By Jim Knight:
When you live only two miles as the crow flies from Indian Point, it’s hard to watch what’s happening in Japan without wondering what would happen if a similar meltdown occurred close to home. Would we promptly receive accurate information from Entergy and/or the government, or get the same obfuscation and delay the Japanese people received? Would the evacuation plans, famously rejected in the past by both Westchester and Rockland counties as unworkable, get us safely out of harm’s way? If they did, would we ever be able to return, or would our homes and possessions be locked up in a radioactive no man’s land for centuries?
It’s tempting to avoid the hard questions. There are no good answers. The chance of a real calamity is remote, but someday it may happen. There are two active reactors, one decommissioned reactor, and pools full of “spent” fuel. Will the folks on duty at the plants and in government be up to the challenges? Is the upside of nuclear power worth risking the potential damage, given the enormous population within a twenty mile radius: north to Beacon, south to Dobbs ferry, east to Pound Ridge, and west to Warwick or a fifty mile radius to Saugerties, Staten Island, Bridgeport, and Dingmans Ferry, PA?
Our nation has been talking about alternative energy sources at least since the oil crises of the 1970’s. During World War II it took us four years to go from equations on a blackboard to the first nuclear explosion at Los Alamos, yet in this wealthiest, most technologically advanced nation on the earth, we’ve made very little progress on new energy sources in the face of a growing emergency that just about everyone agrees will only get worse. We must wean ourselves away from both fossil fuels and nuclear fission. We can get this job done if we, as a nation, finally take it seriously.

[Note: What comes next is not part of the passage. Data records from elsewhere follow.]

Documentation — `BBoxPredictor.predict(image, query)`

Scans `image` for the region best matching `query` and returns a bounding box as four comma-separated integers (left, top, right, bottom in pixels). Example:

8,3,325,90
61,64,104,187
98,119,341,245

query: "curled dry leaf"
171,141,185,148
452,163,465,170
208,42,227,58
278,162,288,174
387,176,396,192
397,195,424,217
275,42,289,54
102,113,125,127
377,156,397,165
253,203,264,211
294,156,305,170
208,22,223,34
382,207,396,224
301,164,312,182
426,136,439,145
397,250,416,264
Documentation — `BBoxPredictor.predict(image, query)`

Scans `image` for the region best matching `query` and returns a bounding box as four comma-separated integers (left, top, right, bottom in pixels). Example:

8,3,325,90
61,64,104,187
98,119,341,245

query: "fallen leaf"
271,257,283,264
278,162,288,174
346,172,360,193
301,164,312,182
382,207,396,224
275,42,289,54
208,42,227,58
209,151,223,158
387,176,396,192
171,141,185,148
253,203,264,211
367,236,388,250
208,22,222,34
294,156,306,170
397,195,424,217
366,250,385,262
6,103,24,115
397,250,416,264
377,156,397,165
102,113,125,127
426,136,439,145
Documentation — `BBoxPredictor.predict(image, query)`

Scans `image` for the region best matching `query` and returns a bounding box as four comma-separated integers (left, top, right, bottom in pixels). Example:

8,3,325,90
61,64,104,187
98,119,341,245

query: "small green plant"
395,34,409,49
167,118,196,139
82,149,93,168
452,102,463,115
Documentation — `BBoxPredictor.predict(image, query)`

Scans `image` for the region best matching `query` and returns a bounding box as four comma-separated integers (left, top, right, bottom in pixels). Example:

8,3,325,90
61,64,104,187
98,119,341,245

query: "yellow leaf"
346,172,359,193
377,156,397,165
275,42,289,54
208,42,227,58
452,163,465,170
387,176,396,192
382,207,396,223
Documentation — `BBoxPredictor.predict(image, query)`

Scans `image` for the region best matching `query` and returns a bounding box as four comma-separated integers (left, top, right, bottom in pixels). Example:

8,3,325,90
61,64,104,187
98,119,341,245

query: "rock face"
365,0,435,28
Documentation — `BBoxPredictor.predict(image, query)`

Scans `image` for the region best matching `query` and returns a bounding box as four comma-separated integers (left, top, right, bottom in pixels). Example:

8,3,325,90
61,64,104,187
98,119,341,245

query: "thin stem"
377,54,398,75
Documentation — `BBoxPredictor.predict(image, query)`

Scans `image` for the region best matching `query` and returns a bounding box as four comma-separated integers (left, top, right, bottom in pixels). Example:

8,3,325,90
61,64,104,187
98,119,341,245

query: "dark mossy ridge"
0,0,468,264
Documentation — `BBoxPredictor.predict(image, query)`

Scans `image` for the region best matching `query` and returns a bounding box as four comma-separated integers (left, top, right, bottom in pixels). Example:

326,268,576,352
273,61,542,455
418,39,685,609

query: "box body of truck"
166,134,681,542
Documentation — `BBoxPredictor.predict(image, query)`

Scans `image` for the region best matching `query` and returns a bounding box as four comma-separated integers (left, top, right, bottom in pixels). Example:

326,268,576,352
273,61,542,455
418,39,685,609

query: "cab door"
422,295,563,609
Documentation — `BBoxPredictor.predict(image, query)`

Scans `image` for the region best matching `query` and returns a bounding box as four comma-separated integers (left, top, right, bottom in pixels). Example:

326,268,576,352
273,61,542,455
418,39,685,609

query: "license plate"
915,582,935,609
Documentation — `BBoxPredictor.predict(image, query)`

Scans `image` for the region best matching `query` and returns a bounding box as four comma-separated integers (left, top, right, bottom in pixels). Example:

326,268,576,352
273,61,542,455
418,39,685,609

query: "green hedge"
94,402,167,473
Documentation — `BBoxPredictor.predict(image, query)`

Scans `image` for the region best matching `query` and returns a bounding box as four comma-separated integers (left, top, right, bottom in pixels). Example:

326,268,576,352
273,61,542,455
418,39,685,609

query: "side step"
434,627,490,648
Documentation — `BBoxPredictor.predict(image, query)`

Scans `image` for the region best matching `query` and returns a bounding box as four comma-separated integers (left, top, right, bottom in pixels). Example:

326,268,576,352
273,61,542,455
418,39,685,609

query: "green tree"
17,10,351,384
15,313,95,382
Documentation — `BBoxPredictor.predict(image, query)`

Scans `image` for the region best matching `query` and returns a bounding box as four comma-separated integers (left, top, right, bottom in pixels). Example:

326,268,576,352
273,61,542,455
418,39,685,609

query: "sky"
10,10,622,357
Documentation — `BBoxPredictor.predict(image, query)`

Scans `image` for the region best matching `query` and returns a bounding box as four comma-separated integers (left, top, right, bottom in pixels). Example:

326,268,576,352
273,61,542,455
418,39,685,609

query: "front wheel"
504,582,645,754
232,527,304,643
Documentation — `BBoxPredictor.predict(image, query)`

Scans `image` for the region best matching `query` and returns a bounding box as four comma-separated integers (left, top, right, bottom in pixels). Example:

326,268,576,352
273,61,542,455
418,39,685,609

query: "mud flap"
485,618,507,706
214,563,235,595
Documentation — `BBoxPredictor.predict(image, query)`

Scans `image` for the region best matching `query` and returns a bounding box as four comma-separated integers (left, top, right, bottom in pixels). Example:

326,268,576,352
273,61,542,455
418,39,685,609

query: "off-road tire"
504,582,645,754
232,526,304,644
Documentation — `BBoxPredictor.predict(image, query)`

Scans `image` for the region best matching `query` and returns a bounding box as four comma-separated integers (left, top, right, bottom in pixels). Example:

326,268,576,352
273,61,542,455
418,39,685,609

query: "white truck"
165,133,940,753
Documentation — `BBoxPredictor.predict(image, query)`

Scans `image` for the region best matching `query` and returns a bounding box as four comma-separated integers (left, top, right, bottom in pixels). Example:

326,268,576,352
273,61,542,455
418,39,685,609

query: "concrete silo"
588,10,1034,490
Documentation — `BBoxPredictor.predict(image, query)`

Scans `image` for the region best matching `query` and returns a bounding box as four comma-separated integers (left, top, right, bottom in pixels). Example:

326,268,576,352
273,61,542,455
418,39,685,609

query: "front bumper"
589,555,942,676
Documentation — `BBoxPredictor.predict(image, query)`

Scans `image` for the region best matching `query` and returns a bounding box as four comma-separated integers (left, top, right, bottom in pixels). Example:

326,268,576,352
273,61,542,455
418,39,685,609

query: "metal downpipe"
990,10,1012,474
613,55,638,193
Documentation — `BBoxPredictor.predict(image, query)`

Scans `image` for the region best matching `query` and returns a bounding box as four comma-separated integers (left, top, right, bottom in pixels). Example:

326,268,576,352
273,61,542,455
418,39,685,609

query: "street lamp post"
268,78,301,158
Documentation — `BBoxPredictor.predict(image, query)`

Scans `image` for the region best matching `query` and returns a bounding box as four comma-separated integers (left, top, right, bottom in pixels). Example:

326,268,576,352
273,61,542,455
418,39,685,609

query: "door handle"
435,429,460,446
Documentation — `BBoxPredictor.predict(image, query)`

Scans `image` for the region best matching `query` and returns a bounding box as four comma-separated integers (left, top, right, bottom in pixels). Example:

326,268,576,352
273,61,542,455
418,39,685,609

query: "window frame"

Any gambler will bet when the odds favor him 5 to 1, also the odds of Russian roulette with a six-shot revolver. Very few will take 5 to 1 odds if life rather than money is at risk. Potential loss can be so overwhelming that the odds cease to matter. The ongoing nuclear disaster in Japan reminds us again, after Three Mile Island, after Chernobyl, that nuclear power is clean only until it isn’t. And when it isn’t, it’s not just dirty. It’s lethal.